Berlin: Chancellor Angela Merkel called on Sunday for Germany`s nuclear power plants to be given an extension of 10 to 15 years past their current legal shutoff date in about 2022.
The options of shutting down, continuing with or extending the life of the country`s reactors have proved a hot political issue, dividing the last three government coalitions in Berlin.
Merkel`s Christian Democratic Union (CDU) came to power last year promising to allow up to 17 power reactors a longer lease of life. But her government has not yet settled the duration or the price.
Speaking to an ARD public television interviewer, Merkel said, "On technical grounds, 10 to 15 years is reasonable."
She referred to a report by independent consultants which is due to be published in the coming week.
Members of her party have raised doubts in recent weeks about whether an extension makes sense, since Germany`s anti-nuclear movement has vowed to oppose it.
Merkel added, "I nevertheless have to consider as head of government how we integrate safety as the overriding principle of nuclear energy."

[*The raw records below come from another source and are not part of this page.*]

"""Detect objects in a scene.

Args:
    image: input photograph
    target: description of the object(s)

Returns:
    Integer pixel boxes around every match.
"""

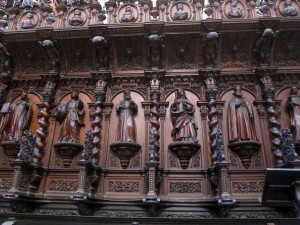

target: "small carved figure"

She revealed she would only order an extension in a form that did not require the consent of Germany`s upper house of Parliament, the Bundesrat. The CDU does not have a majority in the chamber, which is appointed by the 16 German state governments.

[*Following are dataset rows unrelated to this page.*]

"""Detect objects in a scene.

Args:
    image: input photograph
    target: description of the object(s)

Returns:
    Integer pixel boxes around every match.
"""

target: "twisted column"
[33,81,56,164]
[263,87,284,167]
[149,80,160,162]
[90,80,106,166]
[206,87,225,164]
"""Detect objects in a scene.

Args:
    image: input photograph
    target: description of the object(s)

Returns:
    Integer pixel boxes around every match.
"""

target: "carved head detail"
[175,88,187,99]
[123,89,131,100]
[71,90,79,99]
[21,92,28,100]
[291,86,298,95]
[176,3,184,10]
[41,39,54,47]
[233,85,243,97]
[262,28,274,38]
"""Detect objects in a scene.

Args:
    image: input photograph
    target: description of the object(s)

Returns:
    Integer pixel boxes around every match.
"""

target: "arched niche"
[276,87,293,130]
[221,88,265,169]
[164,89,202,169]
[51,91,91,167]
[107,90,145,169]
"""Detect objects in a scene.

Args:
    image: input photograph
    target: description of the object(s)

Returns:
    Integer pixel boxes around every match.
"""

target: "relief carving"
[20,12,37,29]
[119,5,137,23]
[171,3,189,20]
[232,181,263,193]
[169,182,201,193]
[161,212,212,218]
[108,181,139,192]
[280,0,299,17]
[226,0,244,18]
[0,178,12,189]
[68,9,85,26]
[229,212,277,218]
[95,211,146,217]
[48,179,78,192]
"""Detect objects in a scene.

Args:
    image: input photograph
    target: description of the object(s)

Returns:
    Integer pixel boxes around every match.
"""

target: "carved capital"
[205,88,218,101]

Quoting from the experts, she said, "As regards certainty of supply, the price of electricity and achievement of emissions targets, nuclear energy is desirable as an interim technology."
Germany currently has 17 nuclear power reactors clustered at 12 sites, but some have been out of commission for repair for years.
Under legislation passed by a previous German government of Social Democrats and Greens, nuclear power is supposed to be phased out after each reactor has produced its remaining quota of electricity. That would mean final closure in about 2022, experts forecast.
The CDU says it will build no new plants, but wants to run the existing plants longer until renewable energy becomes economic.